Ukraine submits new ICC evidence on deportation of more than 1,800 prisoners to Russia
A new package of evidence concerning the deportation and unlawful detention in Russia of more than 1,800 Ukrainian prisoners from the Kherson and Mykolaiv regions has been submitted to the Office of the Prosecutor of the International Criminal Court in The Hague, Ukraine’s Prosecutor General Ruslan Kravchenko stated on 21 May, 2026.

In November 2022, Russian forces forcibly transferred these prisoners through temporarily occupied Crimea to penal colonies in Russia. Prosecutors said this was a pre-planned operation, from the seizure of Ukrainian prisons to the detention of prisoners in the aggressor state.
In these penal colonies, Ukrainian prisoners are beaten, tortured, subjected to psychological pressure, threatened with execution, and forced to build Russian military fortifications. Russian citizenship is forcibly imposed on them, while some are unlawfully detained after completing their sentences or rearrested.
These acts constitute war crimes and crimes against humanity under international humanitarian law, Ukraine’s Prosecutor General concluded.

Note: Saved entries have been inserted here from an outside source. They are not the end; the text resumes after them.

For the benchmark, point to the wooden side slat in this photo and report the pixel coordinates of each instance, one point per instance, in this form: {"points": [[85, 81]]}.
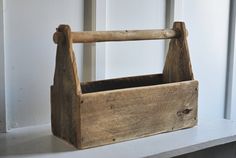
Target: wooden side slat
{"points": [[114, 116], [65, 92], [178, 65]]}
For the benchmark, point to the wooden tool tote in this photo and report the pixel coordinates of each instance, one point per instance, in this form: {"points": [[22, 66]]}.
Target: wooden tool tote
{"points": [[90, 114]]}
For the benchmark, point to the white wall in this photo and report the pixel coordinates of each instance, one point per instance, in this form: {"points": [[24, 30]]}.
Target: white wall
{"points": [[134, 58], [30, 52], [30, 55], [207, 23], [2, 74]]}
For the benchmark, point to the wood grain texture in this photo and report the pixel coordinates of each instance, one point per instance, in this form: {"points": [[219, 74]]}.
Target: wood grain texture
{"points": [[121, 83], [65, 92], [178, 65], [126, 35], [96, 113], [113, 116]]}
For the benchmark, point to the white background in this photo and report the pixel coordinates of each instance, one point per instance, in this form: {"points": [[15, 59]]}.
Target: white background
{"points": [[30, 52]]}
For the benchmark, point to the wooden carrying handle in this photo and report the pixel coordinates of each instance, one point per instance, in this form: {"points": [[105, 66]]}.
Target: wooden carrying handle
{"points": [[127, 35]]}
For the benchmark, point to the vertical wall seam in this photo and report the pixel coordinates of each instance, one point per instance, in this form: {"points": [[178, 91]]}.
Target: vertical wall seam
{"points": [[230, 61]]}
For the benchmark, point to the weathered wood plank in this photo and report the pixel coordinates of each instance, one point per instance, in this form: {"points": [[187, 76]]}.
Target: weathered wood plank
{"points": [[113, 116], [127, 35], [120, 83], [178, 65], [103, 112], [65, 92]]}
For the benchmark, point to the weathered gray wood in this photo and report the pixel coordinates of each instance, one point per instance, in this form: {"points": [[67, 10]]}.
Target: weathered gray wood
{"points": [[127, 35], [120, 83], [103, 112], [65, 92], [178, 65], [113, 116]]}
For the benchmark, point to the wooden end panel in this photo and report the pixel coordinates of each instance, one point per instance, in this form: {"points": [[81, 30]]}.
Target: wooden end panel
{"points": [[114, 116], [65, 93]]}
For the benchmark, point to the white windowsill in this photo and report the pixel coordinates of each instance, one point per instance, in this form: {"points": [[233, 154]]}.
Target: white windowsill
{"points": [[38, 141]]}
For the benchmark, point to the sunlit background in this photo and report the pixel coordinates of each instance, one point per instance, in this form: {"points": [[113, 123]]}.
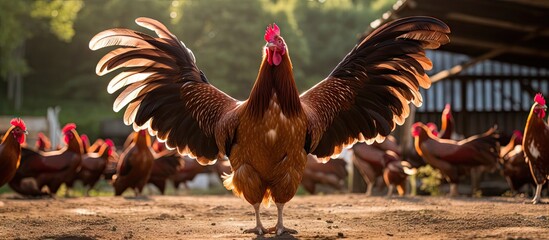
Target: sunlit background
{"points": [[45, 61]]}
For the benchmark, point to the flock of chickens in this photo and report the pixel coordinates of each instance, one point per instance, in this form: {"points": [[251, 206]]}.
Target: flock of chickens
{"points": [[271, 137], [141, 162]]}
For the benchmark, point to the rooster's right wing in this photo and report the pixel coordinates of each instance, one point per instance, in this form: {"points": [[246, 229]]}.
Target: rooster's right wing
{"points": [[166, 91]]}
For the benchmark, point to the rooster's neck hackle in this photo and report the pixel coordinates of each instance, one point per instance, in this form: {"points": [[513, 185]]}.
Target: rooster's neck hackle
{"points": [[275, 79]]}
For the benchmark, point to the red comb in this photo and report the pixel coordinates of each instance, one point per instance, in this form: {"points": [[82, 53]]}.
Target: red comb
{"points": [[517, 133], [539, 99], [68, 127], [18, 122], [109, 142], [271, 32], [84, 138]]}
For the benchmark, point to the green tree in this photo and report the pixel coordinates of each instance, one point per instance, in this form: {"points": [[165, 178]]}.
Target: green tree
{"points": [[19, 21]]}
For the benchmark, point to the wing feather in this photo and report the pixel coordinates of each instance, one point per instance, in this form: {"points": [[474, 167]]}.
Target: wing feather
{"points": [[165, 91], [368, 92]]}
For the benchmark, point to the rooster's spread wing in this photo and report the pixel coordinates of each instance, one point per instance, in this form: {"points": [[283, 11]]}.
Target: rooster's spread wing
{"points": [[369, 91], [164, 89]]}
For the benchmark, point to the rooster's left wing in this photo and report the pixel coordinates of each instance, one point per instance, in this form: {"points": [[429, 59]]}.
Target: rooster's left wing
{"points": [[369, 91]]}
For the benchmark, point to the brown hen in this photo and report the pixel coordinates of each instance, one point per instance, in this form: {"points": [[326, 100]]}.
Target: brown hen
{"points": [[536, 144], [135, 165]]}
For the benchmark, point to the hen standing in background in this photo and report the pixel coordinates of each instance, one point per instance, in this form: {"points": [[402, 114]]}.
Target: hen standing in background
{"points": [[267, 137], [515, 169], [94, 164], [453, 158], [10, 150], [49, 168], [135, 165], [536, 144]]}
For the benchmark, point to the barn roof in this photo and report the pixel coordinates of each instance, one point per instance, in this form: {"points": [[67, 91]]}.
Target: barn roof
{"points": [[514, 31]]}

The materials submitted to the ICC are based on testimonies from more than 400 victims and witnesses, as well as an analysis of Russian court rulings, official documents, responses from Russian state bodies, and other evidence.
The NGO Protection of Prisoners of Ukraine, the European Prison Litigation Network, and the Kharkiv Human Rights Protection Group participated in preparing the evidence package.
ZMINA previously reported that, as of 7 May, the Prosecutor General’s Office had recorded 256,000 crimes linked to Russia’s aggression against Ukraine. More than 225,000 of them were classified as war crimes.
At the national level, 1,191 people have already been served with notices of suspicion, 856 people have had indictments sent to court, and 254 people have been convicted.